Journalist Under Fire in Allegations Against Former Detective Boudreau
Attorneys Argue Reporter Left Out Key Evidence Against Freed Inmate…
Defense Attorneys in a federal lawsuit are attempting to depose a journalist from the New Yorker magazine in a major exoneration case alleging misconduct, claiming the writer crossed the line from journalism to advocacy and provided the foundation for former Govern Pat Quinn to release a convicted killer.
The city attorneys, defending retired detectives Kenny Boudreau, James O’Brien, and Jack Halloran, among others, in a federal civil lawsuit appear to be seeking evidence that New Yorkerwriter Nicholas Schmidle was working on behalf of attorneys representing Tyrone Hood in Hood’s quest to secure millions for his claimed “wrongful conviction.”
Tyrone Hood and Wayne Washington were convicted for the 1993 murder of Marshall Morgan Jr. Morgan was a basketball player at the Illinois Institute of Technology when he was shot to death. Though convicted, Hood had his sentence commuted in the waning moments of Governor Quinn’s scandal-plagued administration. Hood’s attorneys have filed a federal civil lawsuit against the detectives.
But city attorneys are alleging that Schmidle’s 2014 article “Crime Fiction: Did the Chicago Police Coerce Witnesses into Pinpointing the Wrong Man for Murder?” Was in fact geared toward engineering public opinion in favor of Hood’s innocence claims. They allege that Schmidle left out compelling evidence of Hood’s guilt.
From court documents:
In other words, . . . [Schmidle’s] story selectively includes evidence and themes provided by Hood’s attorneys to make a convincing argument for Hood’s innocence, to the exclusion of evidence that undermines Hood’s claims. It is exactly the type of “friendly” journalism Hood’s team envisioned in their plan to try the case outside of the courts, and Schmidle appears to have crossed the line from journalist to advocate in creating a story championing Hood’s cause. . . .
Mr. Schmidle was not on the sidelines reporting a story from a distance. He was an advocate in the thick of the effort to exonerate Hood through a public relations campaign. That effort is relevant because it led to the clemency decision, which Hood touts as an official recognition of his innocence by the State of Illinois.
The detectives who worked the case, including Kenneth Boudreau, Jack Halloran, and Jim O’Brien, have been the target of civil rights law firms and the media for decades in a host of federal lawsuits and media articles. But the subpoena of Schmidle is another sign that the detectives and city attorneys aren’t buying these claims.
Indeed, the motion demanding Schmidle’s deposition gives life to sentiments by Boudreau and many police officers, prosecutors, and attorneys who assert a tripartite collusion among political figures, civil rights law firms, and media allies to gin up lucrative lawsuits against detectives. There now exists a large body of evidence—a pattern and practice, if you will—of media coverage so biased as to make reporters little more than public relations agents for the law firms suing detectives and to give a pass to political figures for their role in them.
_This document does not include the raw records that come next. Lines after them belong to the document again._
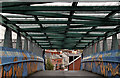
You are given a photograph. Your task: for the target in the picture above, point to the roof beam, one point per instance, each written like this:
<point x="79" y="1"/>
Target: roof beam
<point x="64" y="22"/>
<point x="58" y="15"/>
<point x="36" y="18"/>
<point x="62" y="8"/>
<point x="74" y="4"/>
<point x="14" y="27"/>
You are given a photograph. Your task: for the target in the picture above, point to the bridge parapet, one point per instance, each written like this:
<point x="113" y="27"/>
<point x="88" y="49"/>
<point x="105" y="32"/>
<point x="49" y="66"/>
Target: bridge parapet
<point x="16" y="63"/>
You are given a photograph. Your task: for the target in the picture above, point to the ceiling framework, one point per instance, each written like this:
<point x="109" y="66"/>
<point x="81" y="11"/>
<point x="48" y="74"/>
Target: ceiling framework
<point x="62" y="26"/>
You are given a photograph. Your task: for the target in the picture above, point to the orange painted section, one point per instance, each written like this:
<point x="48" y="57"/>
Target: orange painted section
<point x="77" y="65"/>
<point x="57" y="61"/>
<point x="52" y="52"/>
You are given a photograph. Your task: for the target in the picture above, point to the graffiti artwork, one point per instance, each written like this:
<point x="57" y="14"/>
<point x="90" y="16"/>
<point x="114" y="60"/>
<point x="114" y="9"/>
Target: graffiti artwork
<point x="14" y="63"/>
<point x="104" y="63"/>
In fact, attorneys representing the detectives cite evidence in court documents they say shows advocates of Hood openly boasting of such collusion between the media and lawyers claiming false convictions.
For example, former governor Pat Quinn, they argue, attended a panel discussion entitled “Trying a Case Outside the Courts” with the Exoneration Project at the University of Chicago in which the members actually discussed their strategy of circumventing the courts with media pressure.
From the Exoneration Project:
Hood’s release from prison and subsequent conviction dismissal—a victory for the Law School’s Exoneration Project—involved the exercise of executive power and a deliberate media strategy. . . .
Hood’s case first fell under scrutiny when evidence suggested that witness testimony connecting him to the murder was the product of police coercion. This evidence, along with proof that linked the victim’s father to the crime, garnered public support and led to extensive media coverage of his conviction.
[Karl] Leonard, an associate at Winston & Strawn, stressed the value of using this media coverage advantageously. “The most important thing was that we had the contacts and that we used them at the right time,” he said.
They sure did. But attorneys for the detectives also point out in their motions an illuminating evolution in Quinn’s behavior. Quinn commuted Hood’s sentence, they argue, then began claiming Hood was innocent. But now that defense attorneys want to depose Quinn, he suddenly doesn’t want to talk about it:
Since granting Hood clemency and leaving office, Mr. Quinn has not shied away from publicity his decision received. To the contrary, he has willingly given interviews, spoken on panels, and made public appearances with and about Hood. . . . Now that he has been subpoenaed, however, Mr. Quinn no longer wishes to discuss his decision to grant Hood’s clemency request, at least not with defendant’s counsel.
And certainly no Chicago media outlet, many of whom are running around claiming that police officers regularly point guns at children in the course of serving search warrants, wants to talk to Quinn about it, since not one of them has even covered the fact that a former governor is being sought for a deposition in a landmark criminal case.
There’s another likely explanation why the media won’t cover the story of Quinn being called to testify about a decision that hints at a shocking abuse of power: It’s not the only one. Just before he left office, Quinn also arbitrarily commuted the sentence of a man convicted of shooting three police officers in 2005 and another man who was convicted of lying in a case that could have freed two convicted killers. The media response to these unprecedented abuses of power?
A code of silence.
As it is, Schmidle being forced to testify could be an illuminating piece of evidence in the Hood lawsuit, and a compelling explanation of how the media, politics, and law work in Chicago, particularly during the reign of Governor Quinn.